If you want a good finish you have to put in the hard work. That means sanding, filling any holes, chips ect. 

This piece took me for ever to sand down. Now I'm not saying you have to get to bare wood, but it needs to be even.. this desk had major drips and runs.. so it took forever to get it all even. 

It also had lost of places where the veneer had chipped off this required filling and more sanding. 


4. Decide where you want to start first

Do you want to start with the small areas that need brushing or the larger areas where you can use a roller?

I started with a brush first with this one. The majority was going to be rolled on so I decided to knock the legs out first. Another good tip, paint the legs first. That way you can flip the pice on its top before it painted.. 

5. Wet your brush before you start

I always wet my brush before I start painting and wring it out will in a towel. I find this makes cleaning the brushes out easier. 

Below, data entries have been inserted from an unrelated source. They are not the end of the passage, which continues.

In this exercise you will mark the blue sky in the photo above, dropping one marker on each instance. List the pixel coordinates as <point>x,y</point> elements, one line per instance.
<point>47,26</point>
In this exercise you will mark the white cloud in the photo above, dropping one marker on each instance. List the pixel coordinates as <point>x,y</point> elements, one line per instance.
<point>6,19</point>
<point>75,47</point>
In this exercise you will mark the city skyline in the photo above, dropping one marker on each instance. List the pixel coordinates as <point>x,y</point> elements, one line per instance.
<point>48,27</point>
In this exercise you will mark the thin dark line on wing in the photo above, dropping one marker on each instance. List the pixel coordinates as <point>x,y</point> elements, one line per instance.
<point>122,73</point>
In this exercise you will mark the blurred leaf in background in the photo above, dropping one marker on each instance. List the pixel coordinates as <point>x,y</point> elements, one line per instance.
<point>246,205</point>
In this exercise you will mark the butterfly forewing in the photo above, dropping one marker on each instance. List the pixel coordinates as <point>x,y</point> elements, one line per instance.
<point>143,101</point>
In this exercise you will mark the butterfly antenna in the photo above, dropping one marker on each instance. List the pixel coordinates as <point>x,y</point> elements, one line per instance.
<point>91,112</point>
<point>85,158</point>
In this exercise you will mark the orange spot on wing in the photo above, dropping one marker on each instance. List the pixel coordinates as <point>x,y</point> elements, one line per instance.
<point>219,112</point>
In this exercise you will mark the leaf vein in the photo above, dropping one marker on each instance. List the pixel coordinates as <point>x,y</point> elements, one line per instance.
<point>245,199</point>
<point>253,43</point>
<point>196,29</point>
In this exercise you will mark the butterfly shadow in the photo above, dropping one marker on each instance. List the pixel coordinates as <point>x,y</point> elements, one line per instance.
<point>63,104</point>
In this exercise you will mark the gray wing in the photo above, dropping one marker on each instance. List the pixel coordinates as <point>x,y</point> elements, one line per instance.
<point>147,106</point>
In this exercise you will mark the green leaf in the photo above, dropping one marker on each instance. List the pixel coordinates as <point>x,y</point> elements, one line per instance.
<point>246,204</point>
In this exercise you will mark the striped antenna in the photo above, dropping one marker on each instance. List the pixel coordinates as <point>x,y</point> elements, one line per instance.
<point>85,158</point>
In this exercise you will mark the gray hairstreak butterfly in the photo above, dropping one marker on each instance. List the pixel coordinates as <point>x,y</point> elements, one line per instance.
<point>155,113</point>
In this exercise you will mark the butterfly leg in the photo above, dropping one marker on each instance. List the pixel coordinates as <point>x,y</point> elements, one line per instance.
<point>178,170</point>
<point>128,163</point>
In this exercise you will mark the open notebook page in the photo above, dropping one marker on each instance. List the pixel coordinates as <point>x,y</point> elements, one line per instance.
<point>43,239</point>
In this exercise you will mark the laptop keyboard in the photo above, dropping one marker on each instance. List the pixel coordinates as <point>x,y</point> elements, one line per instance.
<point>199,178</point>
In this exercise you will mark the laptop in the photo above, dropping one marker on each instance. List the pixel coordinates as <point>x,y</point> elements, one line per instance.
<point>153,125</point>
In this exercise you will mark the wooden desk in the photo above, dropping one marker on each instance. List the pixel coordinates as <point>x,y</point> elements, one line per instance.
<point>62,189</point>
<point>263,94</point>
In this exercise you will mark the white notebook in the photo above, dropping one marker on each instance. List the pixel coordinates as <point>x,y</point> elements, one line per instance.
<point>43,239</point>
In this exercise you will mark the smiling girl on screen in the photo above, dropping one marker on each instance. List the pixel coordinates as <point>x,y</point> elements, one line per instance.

Don't let the paint dry in your brush. I know its annoying to clean up in the middle of a project but if you are needing to switch brushes or rollers wash them out well with soap. Your brushes will last a long time. 

For rollers you can roll them up tight in a plastic bag this well help them keep from drying out. 

6. Don't over load your brush or roller

It's better to do several thin layers than one thick messy one.  Your first coat should be very thin and you should still see most of the color underneath.. Add on from there.. 

7. Check your edges and corners. 

I alway roll my paint on and while still wet, I take my roller and just very gently roll over the edges to suck up any build up. Your edges will be the first place to get thick and have drips... keep an eye out for those.. if you do get drips.. you need to wait probably at least a day or more and then sand them out.. don't keep adding paint.. it will just make a bigger mess. So it's best to avoid and really watch for drips and runs. 

On edges, it's best to sweep the brush from the middle out off the edge. Don't come back the other direction or you will get paint drips on the edge. 

8. Allow ample time for it to dry 

Make sure you give it plenty of time to dry before putting your drawers or door back in or on you piece. 

9. Smooth finish with sanding.

I didn't  have to do it with this piece but on some where I have to use a brush. I get a finishing sand paper and sand between coats and after finish.. just very lightly. 

10. Apply your finish

Whether it be wax (what I used on this) or a polycrylic ect.. make sure you have something on it to protect you paint. 

Hope this was some help to anyone venturing into painting your furniture. Let me know what you think.  Hope everyone has a great weekend!